I don't think near-term, certainly in the next 12 months, I wouldn't see any kind of major swing or major impact. However, if you look -- having said that, and again, I should remind everyone, energy sales for our -- sales into the MISO market over and above what our customers need, the revenue above cost from those sales go back to, as you pointed out, go back to reduced fuel costs for our customers.
So that margin, the difference between our revenue that we would get in the hourly energy market and our cost to producing that, that goes back to help customers. Now if you look at one of our line items on our statements, you'll see a big increase so far in the first 9 months of this year in our off-system sales.
That's because, already, we're seeing our Oak Creek units, our brand-new Oak Creek units, dispatched more often by MISO because of their fundamental efficiency.

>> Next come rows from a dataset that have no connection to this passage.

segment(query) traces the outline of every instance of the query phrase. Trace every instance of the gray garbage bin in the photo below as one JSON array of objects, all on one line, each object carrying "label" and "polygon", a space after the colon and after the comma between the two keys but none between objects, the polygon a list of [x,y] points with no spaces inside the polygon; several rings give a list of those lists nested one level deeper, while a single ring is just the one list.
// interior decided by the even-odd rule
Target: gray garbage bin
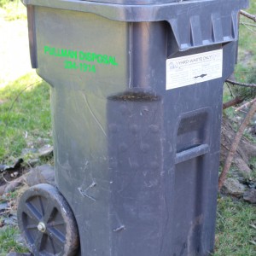
[{"label": "gray garbage bin", "polygon": [[31,250],[209,255],[223,84],[248,1],[24,3],[32,64],[51,85],[57,188],[21,197]]}]

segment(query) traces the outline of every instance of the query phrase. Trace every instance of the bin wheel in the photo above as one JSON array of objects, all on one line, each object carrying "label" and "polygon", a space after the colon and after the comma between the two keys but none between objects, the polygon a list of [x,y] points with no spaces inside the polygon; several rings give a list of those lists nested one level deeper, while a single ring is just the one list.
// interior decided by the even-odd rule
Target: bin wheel
[{"label": "bin wheel", "polygon": [[17,215],[21,234],[35,256],[76,255],[77,224],[57,189],[49,184],[31,187],[19,201]]}]

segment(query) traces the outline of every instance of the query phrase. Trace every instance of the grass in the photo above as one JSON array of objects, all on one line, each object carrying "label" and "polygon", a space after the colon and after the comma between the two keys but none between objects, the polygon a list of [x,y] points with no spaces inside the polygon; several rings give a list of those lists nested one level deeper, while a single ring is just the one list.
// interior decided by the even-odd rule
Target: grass
[{"label": "grass", "polygon": [[17,227],[5,226],[0,229],[0,256],[6,256],[8,252],[26,253],[27,249],[15,241],[20,231]]},{"label": "grass", "polygon": [[49,85],[27,74],[0,89],[0,160],[10,164],[22,149],[51,143]]},{"label": "grass", "polygon": [[214,256],[256,255],[255,206],[220,197],[218,204]]},{"label": "grass", "polygon": [[[9,3],[0,0],[0,6],[4,6],[2,13],[4,14],[4,20],[8,24],[26,18],[26,9],[20,5],[20,1]],[[248,11],[256,14],[255,1],[251,1],[251,9]],[[247,22],[244,18],[241,18],[241,21]],[[247,81],[248,74],[255,70],[255,34],[248,33],[247,26],[241,25],[240,38],[239,64],[236,67],[236,76],[241,81]],[[7,44],[11,44],[9,41],[7,41]],[[15,44],[15,40],[14,41]],[[26,55],[28,56],[28,53]],[[6,63],[3,68],[8,65]],[[14,65],[12,61],[10,63]],[[1,70],[3,68],[1,67]],[[15,70],[18,68],[20,67],[11,69],[7,78],[1,77],[0,74],[0,163],[4,164],[13,163],[15,158],[20,156],[25,148],[39,148],[42,146],[42,139],[52,143],[49,85],[34,73],[17,79]],[[250,69],[249,73],[247,68]],[[229,99],[230,95],[227,90],[224,101]],[[252,159],[251,164],[256,166],[256,159]],[[256,180],[256,171],[253,172],[250,178]],[[11,196],[15,197],[16,194],[11,194]],[[255,225],[255,206],[229,197],[219,197],[216,250],[213,255],[256,255],[256,246],[253,244],[256,240]],[[9,251],[26,251],[16,242],[17,234],[19,230],[13,226],[0,229],[0,256],[6,255]]]}]

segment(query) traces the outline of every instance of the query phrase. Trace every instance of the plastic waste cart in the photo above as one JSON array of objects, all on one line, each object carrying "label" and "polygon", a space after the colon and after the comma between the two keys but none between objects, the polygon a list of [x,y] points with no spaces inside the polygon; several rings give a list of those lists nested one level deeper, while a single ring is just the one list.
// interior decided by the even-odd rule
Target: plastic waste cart
[{"label": "plastic waste cart", "polygon": [[222,92],[247,0],[23,0],[50,86],[55,184],[22,195],[34,255],[209,255]]}]

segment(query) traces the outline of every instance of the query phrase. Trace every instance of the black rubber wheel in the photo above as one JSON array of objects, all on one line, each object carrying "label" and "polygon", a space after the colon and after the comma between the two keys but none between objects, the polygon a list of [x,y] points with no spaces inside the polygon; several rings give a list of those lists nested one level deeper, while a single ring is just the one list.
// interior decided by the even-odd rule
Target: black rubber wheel
[{"label": "black rubber wheel", "polygon": [[19,201],[17,215],[21,234],[35,256],[76,255],[76,221],[57,189],[49,184],[31,187]]}]

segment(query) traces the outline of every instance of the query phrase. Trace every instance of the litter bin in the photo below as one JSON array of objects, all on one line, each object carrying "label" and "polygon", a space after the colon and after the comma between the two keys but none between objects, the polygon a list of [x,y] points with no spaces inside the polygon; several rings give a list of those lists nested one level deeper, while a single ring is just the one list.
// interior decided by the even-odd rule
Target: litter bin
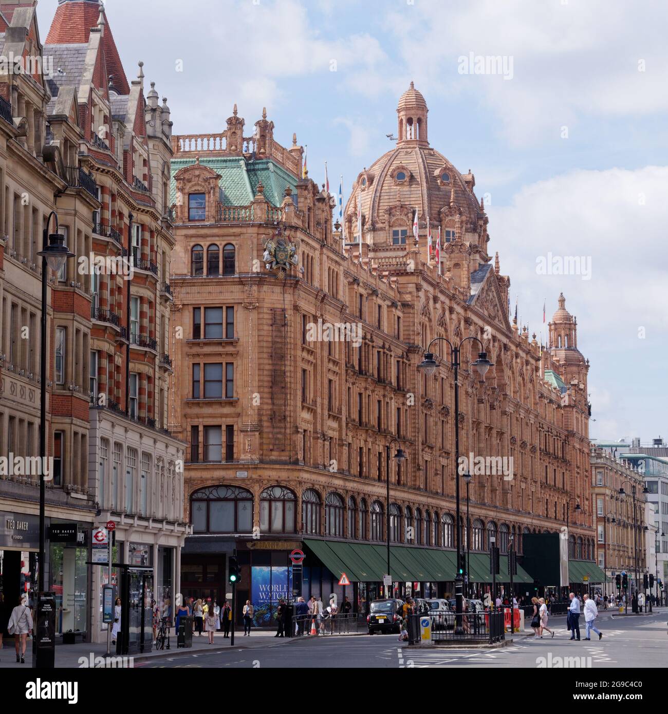
[{"label": "litter bin", "polygon": [[191,615],[181,615],[179,618],[179,632],[176,633],[176,647],[192,647],[192,630],[195,618]]}]

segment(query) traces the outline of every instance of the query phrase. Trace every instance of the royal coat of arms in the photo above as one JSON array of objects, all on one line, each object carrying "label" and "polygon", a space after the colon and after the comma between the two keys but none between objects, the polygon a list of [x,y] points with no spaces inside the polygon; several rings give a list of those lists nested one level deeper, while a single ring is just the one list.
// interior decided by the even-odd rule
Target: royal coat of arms
[{"label": "royal coat of arms", "polygon": [[274,236],[264,242],[262,260],[267,270],[287,271],[291,266],[299,264],[297,246],[282,236]]}]

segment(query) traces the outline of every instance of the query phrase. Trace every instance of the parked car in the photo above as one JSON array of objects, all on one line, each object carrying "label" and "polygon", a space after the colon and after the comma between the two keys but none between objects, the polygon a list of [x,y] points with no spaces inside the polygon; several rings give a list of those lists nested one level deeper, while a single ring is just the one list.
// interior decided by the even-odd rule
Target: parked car
[{"label": "parked car", "polygon": [[367,615],[367,628],[369,635],[376,632],[401,632],[402,608],[401,600],[374,600],[369,606]]},{"label": "parked car", "polygon": [[427,605],[432,613],[432,626],[434,630],[447,630],[454,626],[450,603],[447,600],[428,600]]}]

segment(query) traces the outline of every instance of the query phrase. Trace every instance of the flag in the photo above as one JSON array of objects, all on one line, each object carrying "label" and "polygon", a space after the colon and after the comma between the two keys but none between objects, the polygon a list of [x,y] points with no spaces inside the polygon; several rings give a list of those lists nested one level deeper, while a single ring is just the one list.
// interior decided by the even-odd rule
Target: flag
[{"label": "flag", "polygon": [[432,247],[433,246],[432,246],[432,226],[431,226],[431,225],[429,223],[429,216],[427,216],[427,255],[429,256],[429,261],[430,263],[432,262]]}]

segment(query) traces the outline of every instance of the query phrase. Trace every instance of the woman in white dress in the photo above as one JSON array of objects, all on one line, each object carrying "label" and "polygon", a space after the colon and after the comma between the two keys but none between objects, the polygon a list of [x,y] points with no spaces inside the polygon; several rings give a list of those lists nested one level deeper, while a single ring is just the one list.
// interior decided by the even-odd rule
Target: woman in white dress
[{"label": "woman in white dress", "polygon": [[[22,665],[26,663],[26,645],[28,642],[28,634],[32,632],[32,613],[28,607],[28,603],[24,604],[23,598],[19,598],[19,604],[11,610],[7,630],[10,635],[14,635],[14,646],[16,648],[16,661]],[[21,645],[21,654],[19,653],[19,645]]]},{"label": "woman in white dress", "polygon": [[114,627],[111,628],[111,644],[116,644],[116,638],[121,631],[121,598],[116,598],[114,608]]}]

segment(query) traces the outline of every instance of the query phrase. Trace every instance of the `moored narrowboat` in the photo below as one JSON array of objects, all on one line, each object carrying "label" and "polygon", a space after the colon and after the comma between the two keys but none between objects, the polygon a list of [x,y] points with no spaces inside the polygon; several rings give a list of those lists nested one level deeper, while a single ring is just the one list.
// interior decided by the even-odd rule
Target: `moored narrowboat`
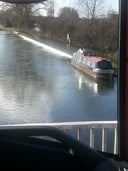
[{"label": "moored narrowboat", "polygon": [[73,53],[71,64],[93,78],[111,80],[114,76],[112,62],[109,59],[84,55],[82,51]]}]

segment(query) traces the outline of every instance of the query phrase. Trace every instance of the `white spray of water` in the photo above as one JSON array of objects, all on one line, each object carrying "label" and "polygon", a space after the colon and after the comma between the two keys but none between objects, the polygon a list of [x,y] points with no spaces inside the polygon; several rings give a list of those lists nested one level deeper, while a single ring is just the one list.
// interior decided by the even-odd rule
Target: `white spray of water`
[{"label": "white spray of water", "polygon": [[23,36],[23,35],[19,35],[19,36],[20,36],[21,38],[23,38],[24,40],[26,40],[26,41],[29,41],[29,42],[31,42],[31,43],[37,45],[37,46],[43,47],[45,50],[50,51],[51,53],[57,54],[57,55],[59,55],[59,56],[67,57],[67,58],[71,58],[71,57],[72,57],[72,56],[69,55],[68,53],[62,52],[62,51],[60,51],[60,50],[58,50],[58,49],[55,49],[55,48],[50,47],[50,46],[48,46],[48,45],[45,45],[44,43],[38,42],[38,41],[33,40],[33,39],[29,38],[29,37],[26,37],[26,36]]}]

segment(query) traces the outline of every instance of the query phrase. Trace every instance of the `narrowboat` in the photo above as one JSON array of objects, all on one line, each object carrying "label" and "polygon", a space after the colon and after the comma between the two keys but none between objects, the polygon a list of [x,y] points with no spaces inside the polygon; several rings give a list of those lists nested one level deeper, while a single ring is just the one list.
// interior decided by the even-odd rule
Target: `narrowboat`
[{"label": "narrowboat", "polygon": [[73,53],[71,64],[93,78],[111,80],[114,76],[109,59],[85,55],[81,50]]}]

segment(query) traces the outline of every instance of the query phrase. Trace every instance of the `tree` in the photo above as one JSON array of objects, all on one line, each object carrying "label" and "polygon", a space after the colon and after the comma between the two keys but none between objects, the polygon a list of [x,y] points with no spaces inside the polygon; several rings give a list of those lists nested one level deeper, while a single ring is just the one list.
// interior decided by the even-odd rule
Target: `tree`
[{"label": "tree", "polygon": [[77,0],[77,3],[81,15],[85,18],[89,18],[91,22],[93,22],[96,17],[101,16],[101,12],[104,8],[104,0]]},{"label": "tree", "polygon": [[75,20],[76,21],[79,18],[79,14],[78,14],[77,10],[75,10],[74,8],[64,7],[64,8],[60,9],[59,17],[63,18],[64,20]]}]

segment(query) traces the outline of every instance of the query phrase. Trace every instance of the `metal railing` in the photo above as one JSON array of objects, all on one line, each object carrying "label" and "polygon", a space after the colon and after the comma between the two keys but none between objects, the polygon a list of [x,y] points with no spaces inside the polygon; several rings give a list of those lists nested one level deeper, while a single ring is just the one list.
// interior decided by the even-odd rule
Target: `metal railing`
[{"label": "metal railing", "polygon": [[[61,122],[61,123],[44,123],[43,126],[53,126],[72,134],[76,130],[76,138],[83,141],[83,134],[85,130],[89,130],[89,146],[95,148],[95,130],[101,132],[101,151],[107,152],[107,133],[113,132],[113,153],[118,154],[118,131],[117,121],[88,121],[88,122]],[[110,138],[110,137],[109,137]],[[85,142],[86,143],[86,142]]]}]

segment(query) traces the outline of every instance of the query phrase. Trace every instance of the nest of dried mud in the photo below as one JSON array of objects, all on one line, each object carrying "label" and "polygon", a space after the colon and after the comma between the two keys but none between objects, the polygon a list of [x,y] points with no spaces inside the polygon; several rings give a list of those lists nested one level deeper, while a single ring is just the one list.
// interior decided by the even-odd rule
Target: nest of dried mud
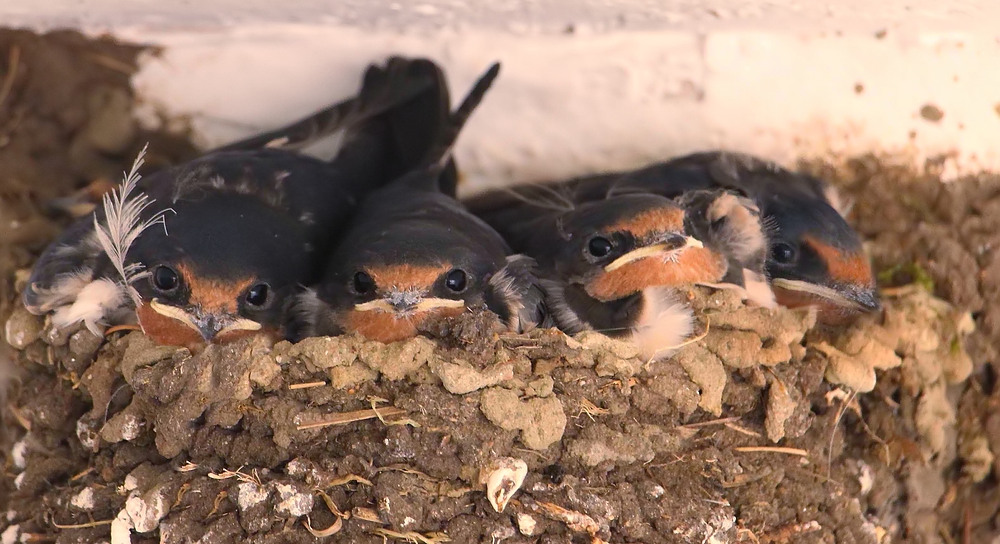
[{"label": "nest of dried mud", "polygon": [[[659,362],[593,333],[496,333],[485,315],[433,340],[192,355],[140,333],[56,333],[17,311],[6,332],[27,370],[13,404],[28,432],[8,531],[164,543],[891,532],[870,499],[892,479],[876,461],[892,444],[871,433],[848,450],[834,431],[876,369],[900,368],[913,447],[941,454],[955,433],[945,392],[972,367],[968,316],[919,288],[889,297],[881,322],[838,331],[728,291],[689,298],[707,332]],[[498,481],[512,497],[498,512],[485,484],[504,463],[527,472]]]},{"label": "nest of dried mud", "polygon": [[[191,356],[135,333],[52,334],[15,312],[16,271],[65,224],[46,202],[116,179],[147,141],[154,166],[192,149],[131,119],[137,48],[0,31],[0,51],[0,321],[17,347],[0,399],[3,544],[323,539],[310,528],[356,542],[988,542],[1000,530],[996,177],[942,184],[934,164],[876,158],[812,166],[854,197],[880,282],[918,286],[848,329],[695,291],[707,335],[657,363],[599,336],[498,335],[483,316],[390,346]],[[503,512],[486,491],[498,484],[517,487]]]}]

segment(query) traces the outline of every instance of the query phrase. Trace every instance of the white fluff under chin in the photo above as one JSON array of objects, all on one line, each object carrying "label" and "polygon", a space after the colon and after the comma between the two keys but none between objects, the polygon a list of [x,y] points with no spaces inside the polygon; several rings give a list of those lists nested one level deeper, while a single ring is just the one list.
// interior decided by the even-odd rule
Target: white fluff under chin
[{"label": "white fluff under chin", "polygon": [[83,322],[90,332],[100,336],[107,315],[129,302],[130,298],[124,287],[102,278],[81,289],[72,304],[58,308],[52,314],[52,324],[61,329]]},{"label": "white fluff under chin", "polygon": [[632,329],[632,342],[649,360],[673,355],[694,332],[694,314],[678,300],[676,293],[664,287],[642,291],[642,313]]},{"label": "white fluff under chin", "polygon": [[777,308],[778,302],[774,300],[774,291],[767,277],[753,270],[743,269],[743,284],[746,286],[746,300],[760,306],[761,308]]}]

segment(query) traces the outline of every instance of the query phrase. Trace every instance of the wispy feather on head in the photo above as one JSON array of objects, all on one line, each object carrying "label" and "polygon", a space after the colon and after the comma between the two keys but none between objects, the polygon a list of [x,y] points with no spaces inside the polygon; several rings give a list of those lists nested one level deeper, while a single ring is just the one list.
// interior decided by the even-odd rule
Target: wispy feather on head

And we've had great availability at our Oak Creek units, our new Oak Creek units this year.
So even without any change in the Seams Agreements, even without any additional congestion relief between MISO and PJM, we're starting to see the benefits for our customers of the higher off-systems sales into the MISO market point given the fundamental efficiency of those Oak Creek units. Allen?
Allen L. Leverett
Yes. I guess, the only thing I would add, and maybe just picking on the fundamental efficiency point that Gale was making.
I mean, when you look at the collection of units that we have from a thermal-efficiency standpoint, in the case of the new Oak Creek units, one of the most efficient units in the country, the last data set I saw, Paul, it was in the top 10 for steam units in the United States. And if you certainly look within MISO at our other units and how competitive those are, we believe those are, if not in the top decile, in the next to the top decile in terms of efficiency.
So I would say, particularly if you got a higher-natural-gas-price environment, we would be very well positioned to bring some margin back for our customers, not for the owners, but certainly for our customers and that will be a wonderful thing.
Gale E. Klappa
So Paul, maybe we can get 5% energy sales growth after all.
Paul Patterson - Glenrock Associates LLC
Well, I mean, I just was wondering do you see any congestion relief between MISO and PJM? Or is that just something that's too far into the future for you guys at all.
I mean, it's like you said, it isn't a bottom line impact. I was just wondering since you guys are significant in the market, and we're also talking about wind increasing in MISO as well, just sort of...
Gale E. Klappa
Yes.
Allen L. Leverett
Right. Well, at this point, I don't see a lot of congestion relief between the 2 ISOs, between PJM and MISO.
But what we are seeing some diminution in the congestion sort of going south through our system, which I guess, ultimately, you don't have to go too far south to get to PJM. So hopefully, we'll will see some.
Gale E. Klappa
Well, ladies and gentlemen, that concludes our conference call for today. Thank you, again, for participating.